The case against the Fearless Fund (Fearless) was brought last year by the American Alliance for Equal Rights, a group led by Blum, the conservative activist behind the Supreme Court case that ended affirmative action in college admissions.

Blum commended the ruling, saying “programs that exclude certain individuals because of their race such as the ones the Fearless Fund has designed and implemented are unjust and polarizing.”

Fearless CEO Arian Simone said the ruling was “devastating” for the organizations and the women it has invested in. “The message these judges sent today is that diversity in Corporate America, education, or anywhere else should not exist,” she said in statement.

The case against Fearless has been closely monitored by civil rights advocates, philanthropic organizations, employment lawyers and the venture capital industry as a gauge for how the courts are viewing programs intended to level the playing field for racial minorities and other groups that have historically faced discrimination in businesses and workplaces.

In a 2-1 ruling, the Court of Appeals found that Blum was likely to prevail in his lawsuit claiming the grant program violates section 1981 of the 1866 Civil Rights Act, which prohibits discrimination based on race when enforcing contracts.
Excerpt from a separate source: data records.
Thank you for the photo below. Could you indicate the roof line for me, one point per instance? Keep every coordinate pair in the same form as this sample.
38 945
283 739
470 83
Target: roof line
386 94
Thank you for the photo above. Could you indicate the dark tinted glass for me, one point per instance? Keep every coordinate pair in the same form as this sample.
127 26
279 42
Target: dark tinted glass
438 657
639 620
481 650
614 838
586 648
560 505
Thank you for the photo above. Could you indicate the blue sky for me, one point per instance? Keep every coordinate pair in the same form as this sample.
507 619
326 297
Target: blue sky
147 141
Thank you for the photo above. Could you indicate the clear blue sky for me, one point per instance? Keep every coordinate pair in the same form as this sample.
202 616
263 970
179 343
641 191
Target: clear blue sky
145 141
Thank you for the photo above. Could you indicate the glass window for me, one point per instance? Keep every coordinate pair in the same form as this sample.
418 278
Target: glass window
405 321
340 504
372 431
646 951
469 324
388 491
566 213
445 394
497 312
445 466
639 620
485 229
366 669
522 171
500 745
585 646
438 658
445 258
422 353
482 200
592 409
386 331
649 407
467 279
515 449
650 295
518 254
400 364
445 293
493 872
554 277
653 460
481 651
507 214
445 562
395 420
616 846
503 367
The Reconstruction-era law was originally intended to protect formally enslaved people from economic exclusion, but anti-affirmative action activists have been utilizing it to challenge programs intended to benefit minority-owned businesses.
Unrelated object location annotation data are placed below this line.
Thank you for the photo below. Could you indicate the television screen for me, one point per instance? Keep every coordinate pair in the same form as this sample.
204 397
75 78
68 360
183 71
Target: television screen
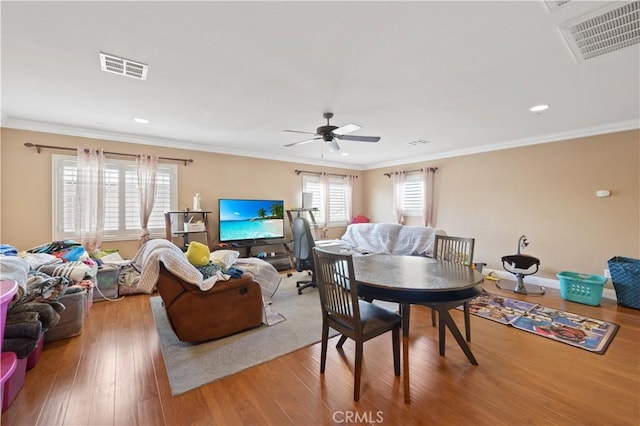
250 219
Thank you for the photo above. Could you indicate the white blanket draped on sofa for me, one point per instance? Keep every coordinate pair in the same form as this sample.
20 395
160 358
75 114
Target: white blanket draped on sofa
391 238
The court ordered Fearless to suspend its Strivers Grant Contest, which provides $20,000 to businesses that are majority-owned by Black women, for the remainder of the lawsuit that is being litigated in a federal court in Atlanta. The ruling reversed a federal judge’s ruling last year that the contest should be allowed to continue because Blum’s lawsuit was likely to fail. However, the grant contest has been suspended since October after a separate panel of the federal appeals court granted Blum’s request for an emergency injunction while he challenged the federal judge’s original order.

The Court of Appeals, consisting of two judges appointed by former President Donald Trump and one appointed by former President Barack Obama, rejected Fearless’ arguments that the grants are not contracts but charitable donations protected by the First Amendment right to free speech.
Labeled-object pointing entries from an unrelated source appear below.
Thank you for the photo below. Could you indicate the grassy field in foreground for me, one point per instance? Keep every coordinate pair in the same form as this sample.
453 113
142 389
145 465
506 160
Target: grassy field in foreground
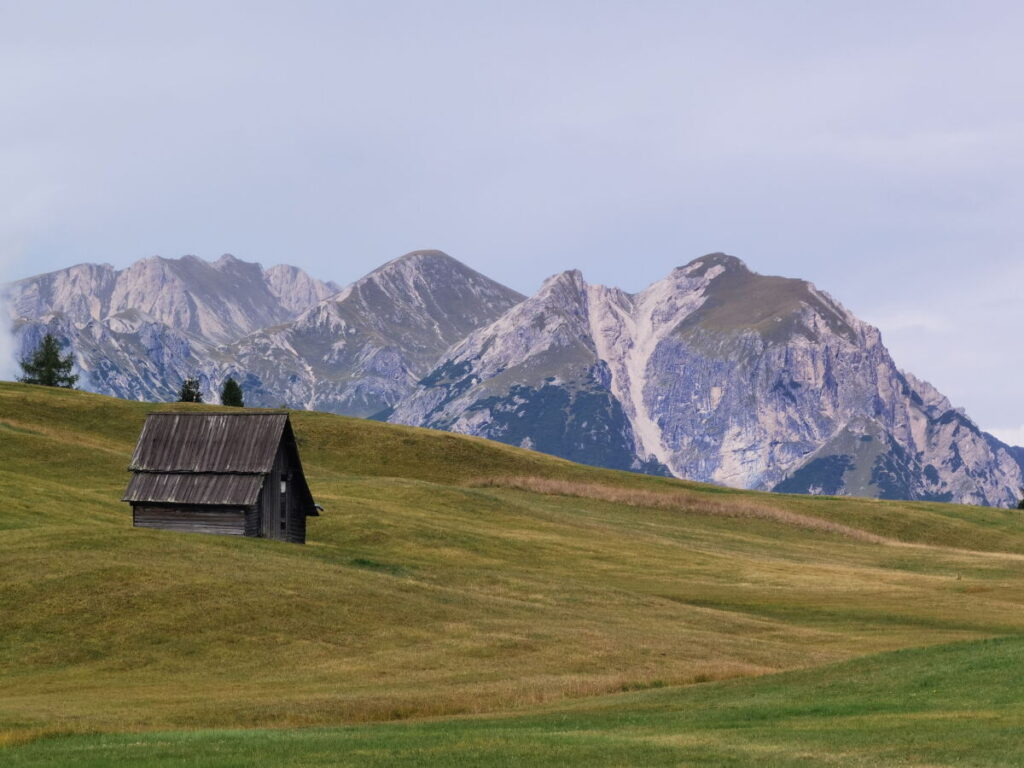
452 576
947 706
The court’s majority opinion stated that “The fact remains, though, that Fearless simply and flatly refuses to entertain applications from business owners who are not “black females.’” The court’s majority opinion articulated that “every act of race discrimination” would be deemed expressive conduct under Fearless’ argument.

The Court of Appeals also rejected Fearless’ contention that Blum had no standing because the lawsuit was filed on behalf of three anonymous women who failed to demonstrate that they were “ready and able” to apply for the grant or that they had been injured by not being able to do so.

Judge Robin Rosenbaum, an Obama appointee, disagreed in a strong dissent, likening the plaintiffs’ claims of harm to soccer players trying to win by “flopping on the field, faking an injury.” Rosenbaum said none of the plaintiffs demonstrated that they had any real intention to apply for the grants in what she called “cookie-cutter declarations” that were “threadbare and devoid of substance.”

The court’s ruling was not surprising because of its conservative-leaning and previous skepticism towards the argument presented by Fearless, said David Glasgow, executive director of the Meltzer Center for Diversity, Inclusion, and Belonging at New York University’s School of Law.

The ruling is additional evidence that we are going to see some pro-DEI outcomes in liberal circuits and anti-DEI outcomes in conservative circuits.